その中でも大きいのが実装を持てないことでしょう。インターフェイスの場合は基底インターフェイスに処理を書くことができません。
また、実装を持てないのでフィールドも作れません。あくまで宣言の集合がインターフェイスです。
と言うのは遥か過去、C#の8.0(らしい)で制約が緩和され、インターフェイスでもメソッドやプロパティの実装が書けるようになりました。

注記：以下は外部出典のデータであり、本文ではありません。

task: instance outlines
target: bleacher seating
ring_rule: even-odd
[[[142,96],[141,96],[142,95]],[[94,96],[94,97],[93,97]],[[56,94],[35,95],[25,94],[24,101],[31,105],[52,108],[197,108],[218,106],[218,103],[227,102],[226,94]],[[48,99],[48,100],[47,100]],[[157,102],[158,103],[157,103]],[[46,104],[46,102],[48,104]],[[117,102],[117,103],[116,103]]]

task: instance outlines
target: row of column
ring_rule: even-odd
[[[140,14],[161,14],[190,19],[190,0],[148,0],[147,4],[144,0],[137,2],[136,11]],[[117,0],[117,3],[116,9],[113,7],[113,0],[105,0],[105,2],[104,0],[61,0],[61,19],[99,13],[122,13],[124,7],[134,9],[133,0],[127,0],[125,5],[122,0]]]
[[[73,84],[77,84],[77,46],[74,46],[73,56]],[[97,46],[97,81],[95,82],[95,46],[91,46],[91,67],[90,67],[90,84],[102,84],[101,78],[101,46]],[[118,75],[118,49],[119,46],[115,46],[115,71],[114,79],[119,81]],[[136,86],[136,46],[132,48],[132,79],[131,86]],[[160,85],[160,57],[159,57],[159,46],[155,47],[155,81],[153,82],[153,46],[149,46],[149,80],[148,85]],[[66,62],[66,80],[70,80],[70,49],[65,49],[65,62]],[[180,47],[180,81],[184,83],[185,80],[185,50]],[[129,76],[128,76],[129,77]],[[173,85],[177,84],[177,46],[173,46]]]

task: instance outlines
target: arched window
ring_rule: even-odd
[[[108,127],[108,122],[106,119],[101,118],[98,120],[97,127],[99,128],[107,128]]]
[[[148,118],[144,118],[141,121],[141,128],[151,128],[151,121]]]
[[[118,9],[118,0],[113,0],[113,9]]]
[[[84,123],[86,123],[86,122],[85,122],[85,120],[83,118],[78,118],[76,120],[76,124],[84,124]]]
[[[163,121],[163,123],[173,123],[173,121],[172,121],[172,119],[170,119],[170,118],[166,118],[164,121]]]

ただし、未だにフィールドは持てません。さらに言うと、インターフェイスにのみ実装したメソッド等は、インターフェイスの型でないと呼び出せません。
namespace Sample
{
internal interface ITest
{
public void Output()
{
System.Console.WriteLine("Interfaceに実装されたメソッドだよ。");
}
}
internal class Test : ITest
{
// 何も実装しない
}
internal class Program
{
static void Main(string[] args)
{
// 呼び出せないパターン
Test obj1 = new Test();
//obj1.Output(); // ビルドエラー
// 呼び出せるパターン
ITest obj2 = new Test();
obj2.Output();
}
}
}
これはインタフェースを継承したクラスで、ちゃんと中身を実装すれば解決できます。
namespace Sample
{
internal interface ITest
{
public void Output()
{
System.Console.WriteLine("Interfaceに実装されたメソッドだよ。");
}
}
internal class Test : ITest
{
public void Output()
{
System.Console.WriteLine("Testに実装されたメソッドだよ。");
}
}
internal class Program
{
static void Main(string[] args)
{
Test obj1 = new Test();
obj1.Output();
}
}
}
正直、僕はインターフェイスに実装書かない派だから知らん。
あとがき
実装済みインターフェイスを大量に継承したら、それ多重継承と変わらなくない? って疑問ある。